Maintaining a healthy lifestyle has become increasingly challenging due to lifestyle changes and workplace modifications in the 21st century. Many adults are struggling with evolving barriers that prevent them from achieving healthy living, and more specifically, regular physical activity.
The truth is, there is more to be done at work to make ends meet. Likewise, sedentary work environments have become the norm.
And yet, adults of all ages must find ways to attain meaningful physical wellness. While at it, considerations must be put in place regarding how long, what time, and what kinds of physical activities are appropriate for different age groups.
Yes, one cornerstone to good health is regular physical activity. The other cornerstone elements include balanced nutrition, sufficient sleep, stress management, adequate hydration, meaningful social connections, regular health check-ups, and control of harmful habits.
Physical activity reduces mortality, prevents various cancers, musculoskeletal and cerebrovascular diseases, improves metabolism, and is beneficial for mental health.NIH
Recommendations for Healthy Physical Wellness
Determining the recommended physical exercise schedule and timing for adults can be a challenging task. This is because a “one-size-fits-all” approach to physical activity doesn’t exist.
It is important to note that the recommended schedule and timing can vary based on individual preferences, fitness levels, and health conditions.

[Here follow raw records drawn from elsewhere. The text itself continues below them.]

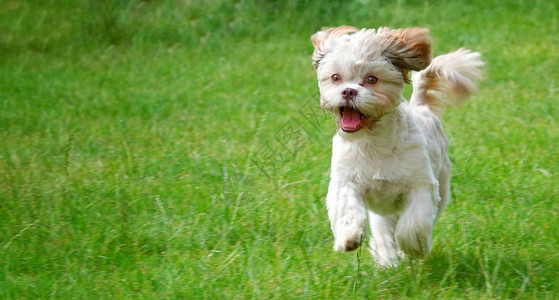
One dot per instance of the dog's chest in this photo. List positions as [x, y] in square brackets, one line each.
[384, 197]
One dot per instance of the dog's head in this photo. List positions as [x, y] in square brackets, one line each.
[361, 72]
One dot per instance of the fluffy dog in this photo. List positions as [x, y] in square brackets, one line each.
[390, 164]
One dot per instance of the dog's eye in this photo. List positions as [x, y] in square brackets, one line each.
[372, 80]
[336, 77]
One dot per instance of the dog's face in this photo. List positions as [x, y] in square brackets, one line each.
[361, 73]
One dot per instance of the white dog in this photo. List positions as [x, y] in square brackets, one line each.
[389, 157]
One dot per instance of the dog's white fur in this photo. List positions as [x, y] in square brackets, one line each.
[394, 170]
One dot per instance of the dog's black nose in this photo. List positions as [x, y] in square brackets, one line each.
[349, 94]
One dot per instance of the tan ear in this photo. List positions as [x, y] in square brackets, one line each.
[408, 48]
[326, 33]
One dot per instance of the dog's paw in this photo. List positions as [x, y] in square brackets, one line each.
[348, 235]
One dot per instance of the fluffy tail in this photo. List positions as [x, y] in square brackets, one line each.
[447, 80]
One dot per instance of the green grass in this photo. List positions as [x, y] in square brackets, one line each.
[130, 130]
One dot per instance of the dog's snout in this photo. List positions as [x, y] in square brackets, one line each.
[349, 93]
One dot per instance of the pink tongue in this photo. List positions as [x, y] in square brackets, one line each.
[352, 117]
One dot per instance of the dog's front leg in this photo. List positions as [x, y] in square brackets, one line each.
[348, 215]
[414, 229]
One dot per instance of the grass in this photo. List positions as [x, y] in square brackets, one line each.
[146, 153]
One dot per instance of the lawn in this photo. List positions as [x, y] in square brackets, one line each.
[176, 150]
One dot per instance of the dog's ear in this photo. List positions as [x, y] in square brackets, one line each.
[408, 48]
[326, 33]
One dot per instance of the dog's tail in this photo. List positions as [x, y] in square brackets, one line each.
[449, 79]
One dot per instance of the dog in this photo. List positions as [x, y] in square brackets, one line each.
[390, 164]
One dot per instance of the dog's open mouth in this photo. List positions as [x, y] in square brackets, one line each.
[352, 119]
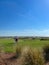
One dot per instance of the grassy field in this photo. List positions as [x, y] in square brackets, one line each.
[8, 44]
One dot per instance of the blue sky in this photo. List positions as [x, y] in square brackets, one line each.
[24, 17]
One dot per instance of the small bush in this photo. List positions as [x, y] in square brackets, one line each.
[46, 53]
[18, 51]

Here are some key points to consider when determining the best physical activity schedule and timing for you:
- Age: Different age groups have varying activity needs. Guidelines are available for children, adults, and older adults. Modifications may be necessary to accommodate reduced joint flexibility, muscle strength, and balance in older adults.
- Fitness level: Beginners should start slowly and gradually increase intensity and duration. Experienced individuals can handle more challenging routines.

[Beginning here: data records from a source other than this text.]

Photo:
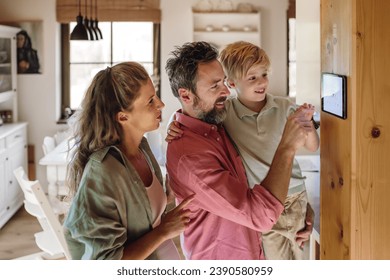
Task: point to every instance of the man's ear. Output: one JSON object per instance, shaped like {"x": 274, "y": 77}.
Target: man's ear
{"x": 185, "y": 95}
{"x": 230, "y": 83}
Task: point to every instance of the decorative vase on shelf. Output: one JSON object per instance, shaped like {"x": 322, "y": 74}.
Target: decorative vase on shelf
{"x": 224, "y": 6}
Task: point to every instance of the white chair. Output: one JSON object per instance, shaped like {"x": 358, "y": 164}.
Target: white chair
{"x": 49, "y": 143}
{"x": 51, "y": 240}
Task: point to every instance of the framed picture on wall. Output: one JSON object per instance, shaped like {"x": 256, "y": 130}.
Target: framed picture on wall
{"x": 29, "y": 45}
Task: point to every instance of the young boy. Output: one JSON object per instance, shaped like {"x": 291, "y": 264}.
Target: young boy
{"x": 255, "y": 122}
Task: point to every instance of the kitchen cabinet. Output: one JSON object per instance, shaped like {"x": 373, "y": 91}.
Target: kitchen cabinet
{"x": 13, "y": 153}
{"x": 222, "y": 28}
{"x": 8, "y": 92}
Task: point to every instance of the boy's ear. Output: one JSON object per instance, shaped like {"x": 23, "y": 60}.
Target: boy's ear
{"x": 230, "y": 83}
{"x": 185, "y": 95}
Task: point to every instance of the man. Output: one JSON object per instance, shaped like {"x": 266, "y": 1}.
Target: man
{"x": 227, "y": 215}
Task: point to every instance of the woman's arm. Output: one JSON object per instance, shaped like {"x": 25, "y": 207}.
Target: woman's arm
{"x": 172, "y": 224}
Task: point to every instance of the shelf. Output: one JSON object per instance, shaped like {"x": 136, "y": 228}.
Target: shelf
{"x": 223, "y": 12}
{"x": 230, "y": 32}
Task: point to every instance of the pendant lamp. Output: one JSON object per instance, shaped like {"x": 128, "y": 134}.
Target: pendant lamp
{"x": 97, "y": 29}
{"x": 79, "y": 32}
{"x": 87, "y": 24}
{"x": 92, "y": 24}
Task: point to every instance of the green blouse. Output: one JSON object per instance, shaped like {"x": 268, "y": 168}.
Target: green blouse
{"x": 111, "y": 206}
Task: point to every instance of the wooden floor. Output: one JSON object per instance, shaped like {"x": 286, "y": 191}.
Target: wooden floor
{"x": 17, "y": 236}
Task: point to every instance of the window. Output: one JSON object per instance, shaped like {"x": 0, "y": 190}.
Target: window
{"x": 122, "y": 41}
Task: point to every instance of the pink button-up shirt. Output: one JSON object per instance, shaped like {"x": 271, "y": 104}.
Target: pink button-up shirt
{"x": 227, "y": 215}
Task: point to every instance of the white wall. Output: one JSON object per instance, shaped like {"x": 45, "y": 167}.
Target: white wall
{"x": 38, "y": 94}
{"x": 176, "y": 29}
{"x": 308, "y": 56}
{"x": 308, "y": 52}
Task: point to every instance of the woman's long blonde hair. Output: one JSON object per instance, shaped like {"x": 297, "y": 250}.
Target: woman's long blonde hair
{"x": 111, "y": 91}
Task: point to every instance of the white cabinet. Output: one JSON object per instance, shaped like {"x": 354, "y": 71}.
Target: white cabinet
{"x": 8, "y": 93}
{"x": 222, "y": 28}
{"x": 13, "y": 153}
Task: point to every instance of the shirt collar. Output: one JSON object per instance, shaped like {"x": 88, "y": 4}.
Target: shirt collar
{"x": 243, "y": 111}
{"x": 196, "y": 125}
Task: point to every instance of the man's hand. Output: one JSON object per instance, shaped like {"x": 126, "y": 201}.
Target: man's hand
{"x": 304, "y": 235}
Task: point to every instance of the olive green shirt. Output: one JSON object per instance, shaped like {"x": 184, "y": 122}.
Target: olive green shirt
{"x": 111, "y": 206}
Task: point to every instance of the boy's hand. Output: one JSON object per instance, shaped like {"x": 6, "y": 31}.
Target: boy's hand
{"x": 173, "y": 131}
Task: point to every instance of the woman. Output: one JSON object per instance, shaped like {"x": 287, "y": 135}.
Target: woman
{"x": 118, "y": 202}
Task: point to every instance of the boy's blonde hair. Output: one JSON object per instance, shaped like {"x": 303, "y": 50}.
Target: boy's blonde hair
{"x": 236, "y": 59}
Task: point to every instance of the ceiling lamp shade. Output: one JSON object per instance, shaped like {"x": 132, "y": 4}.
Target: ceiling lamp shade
{"x": 79, "y": 32}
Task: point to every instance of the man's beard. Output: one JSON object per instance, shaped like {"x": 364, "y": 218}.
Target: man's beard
{"x": 214, "y": 116}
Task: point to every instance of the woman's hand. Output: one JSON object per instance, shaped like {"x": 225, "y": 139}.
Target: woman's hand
{"x": 174, "y": 131}
{"x": 176, "y": 220}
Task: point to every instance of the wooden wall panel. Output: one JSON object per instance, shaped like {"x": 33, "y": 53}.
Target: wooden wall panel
{"x": 371, "y": 68}
{"x": 355, "y": 153}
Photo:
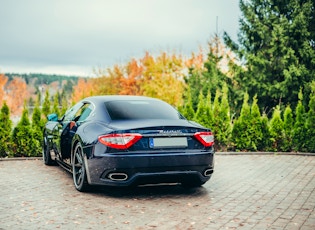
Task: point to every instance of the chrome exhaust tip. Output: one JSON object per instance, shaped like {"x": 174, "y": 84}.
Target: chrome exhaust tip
{"x": 208, "y": 172}
{"x": 118, "y": 176}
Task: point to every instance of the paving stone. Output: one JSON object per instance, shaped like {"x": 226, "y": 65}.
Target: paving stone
{"x": 245, "y": 192}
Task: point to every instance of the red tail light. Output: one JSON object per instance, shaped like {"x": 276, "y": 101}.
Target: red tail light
{"x": 120, "y": 141}
{"x": 206, "y": 138}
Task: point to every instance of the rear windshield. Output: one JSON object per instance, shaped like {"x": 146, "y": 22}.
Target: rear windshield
{"x": 138, "y": 109}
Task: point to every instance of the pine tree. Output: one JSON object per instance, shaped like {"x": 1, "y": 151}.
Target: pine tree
{"x": 288, "y": 123}
{"x": 22, "y": 136}
{"x": 46, "y": 104}
{"x": 241, "y": 138}
{"x": 276, "y": 41}
{"x": 223, "y": 132}
{"x": 256, "y": 127}
{"x": 310, "y": 123}
{"x": 201, "y": 115}
{"x": 276, "y": 130}
{"x": 56, "y": 104}
{"x": 5, "y": 130}
{"x": 36, "y": 129}
{"x": 299, "y": 129}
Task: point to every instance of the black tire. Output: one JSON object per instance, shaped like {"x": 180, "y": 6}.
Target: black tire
{"x": 46, "y": 153}
{"x": 78, "y": 169}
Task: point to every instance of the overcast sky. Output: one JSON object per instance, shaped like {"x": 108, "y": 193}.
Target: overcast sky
{"x": 74, "y": 36}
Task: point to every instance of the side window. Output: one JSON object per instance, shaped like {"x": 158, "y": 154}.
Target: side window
{"x": 84, "y": 112}
{"x": 71, "y": 113}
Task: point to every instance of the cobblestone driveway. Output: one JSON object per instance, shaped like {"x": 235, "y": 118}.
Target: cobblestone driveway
{"x": 245, "y": 192}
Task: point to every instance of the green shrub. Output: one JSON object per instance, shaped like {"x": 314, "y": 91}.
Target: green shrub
{"x": 5, "y": 130}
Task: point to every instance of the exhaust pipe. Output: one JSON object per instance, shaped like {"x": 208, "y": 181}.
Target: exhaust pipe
{"x": 118, "y": 176}
{"x": 208, "y": 172}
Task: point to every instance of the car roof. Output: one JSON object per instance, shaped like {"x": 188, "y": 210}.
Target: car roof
{"x": 106, "y": 98}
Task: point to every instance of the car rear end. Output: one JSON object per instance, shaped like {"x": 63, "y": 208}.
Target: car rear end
{"x": 151, "y": 151}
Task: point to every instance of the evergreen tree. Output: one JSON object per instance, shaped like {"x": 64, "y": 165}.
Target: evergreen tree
{"x": 5, "y": 130}
{"x": 299, "y": 129}
{"x": 56, "y": 104}
{"x": 310, "y": 123}
{"x": 256, "y": 127}
{"x": 276, "y": 41}
{"x": 276, "y": 130}
{"x": 241, "y": 138}
{"x": 288, "y": 123}
{"x": 46, "y": 104}
{"x": 22, "y": 136}
{"x": 37, "y": 134}
{"x": 210, "y": 118}
{"x": 202, "y": 114}
{"x": 223, "y": 132}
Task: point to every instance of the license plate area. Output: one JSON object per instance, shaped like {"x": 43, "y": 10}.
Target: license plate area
{"x": 168, "y": 142}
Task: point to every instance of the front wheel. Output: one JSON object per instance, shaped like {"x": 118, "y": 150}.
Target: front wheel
{"x": 78, "y": 169}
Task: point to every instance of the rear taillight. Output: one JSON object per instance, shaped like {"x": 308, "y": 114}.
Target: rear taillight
{"x": 206, "y": 138}
{"x": 120, "y": 141}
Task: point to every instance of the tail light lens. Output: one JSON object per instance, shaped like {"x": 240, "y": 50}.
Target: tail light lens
{"x": 120, "y": 141}
{"x": 206, "y": 138}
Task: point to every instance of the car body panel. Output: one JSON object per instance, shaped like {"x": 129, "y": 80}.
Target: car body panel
{"x": 168, "y": 152}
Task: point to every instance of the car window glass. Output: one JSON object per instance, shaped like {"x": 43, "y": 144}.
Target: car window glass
{"x": 70, "y": 114}
{"x": 84, "y": 112}
{"x": 137, "y": 109}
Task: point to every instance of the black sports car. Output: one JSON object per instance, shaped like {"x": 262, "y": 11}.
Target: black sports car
{"x": 128, "y": 140}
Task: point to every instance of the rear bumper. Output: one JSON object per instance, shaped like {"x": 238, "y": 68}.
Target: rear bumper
{"x": 138, "y": 169}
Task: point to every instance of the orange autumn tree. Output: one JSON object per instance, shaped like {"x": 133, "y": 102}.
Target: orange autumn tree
{"x": 84, "y": 88}
{"x": 160, "y": 77}
{"x": 17, "y": 93}
{"x": 163, "y": 77}
{"x": 3, "y": 81}
{"x": 131, "y": 82}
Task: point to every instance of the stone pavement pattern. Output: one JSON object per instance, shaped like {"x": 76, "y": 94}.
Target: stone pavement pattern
{"x": 245, "y": 192}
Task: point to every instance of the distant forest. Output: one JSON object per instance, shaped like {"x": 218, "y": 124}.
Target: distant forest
{"x": 41, "y": 79}
{"x": 16, "y": 89}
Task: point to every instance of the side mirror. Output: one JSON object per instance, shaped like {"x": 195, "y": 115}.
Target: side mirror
{"x": 52, "y": 117}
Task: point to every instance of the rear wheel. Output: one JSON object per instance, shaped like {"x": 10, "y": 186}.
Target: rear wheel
{"x": 78, "y": 169}
{"x": 46, "y": 153}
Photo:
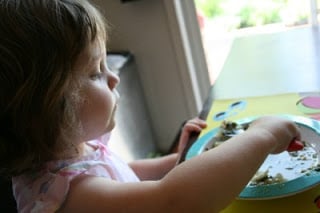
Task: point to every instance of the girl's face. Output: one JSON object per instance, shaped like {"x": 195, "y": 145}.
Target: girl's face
{"x": 98, "y": 92}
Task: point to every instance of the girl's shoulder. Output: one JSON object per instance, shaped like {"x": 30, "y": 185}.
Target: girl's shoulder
{"x": 47, "y": 189}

- Health conditions: Certain conditions may require specific exercise modifications or limitations. Cardiovascular, musculoskeletal, respiratory, neurological, metabolic, orthopedic injuries, and pregnancy conditions are major health concerns that need expert advice. Consulting a healthcare professional is essential before starting a new program.
- Preferences: Choose activities you enjoy and find sustainable. This will increase the likelihood of you sticking with your routine.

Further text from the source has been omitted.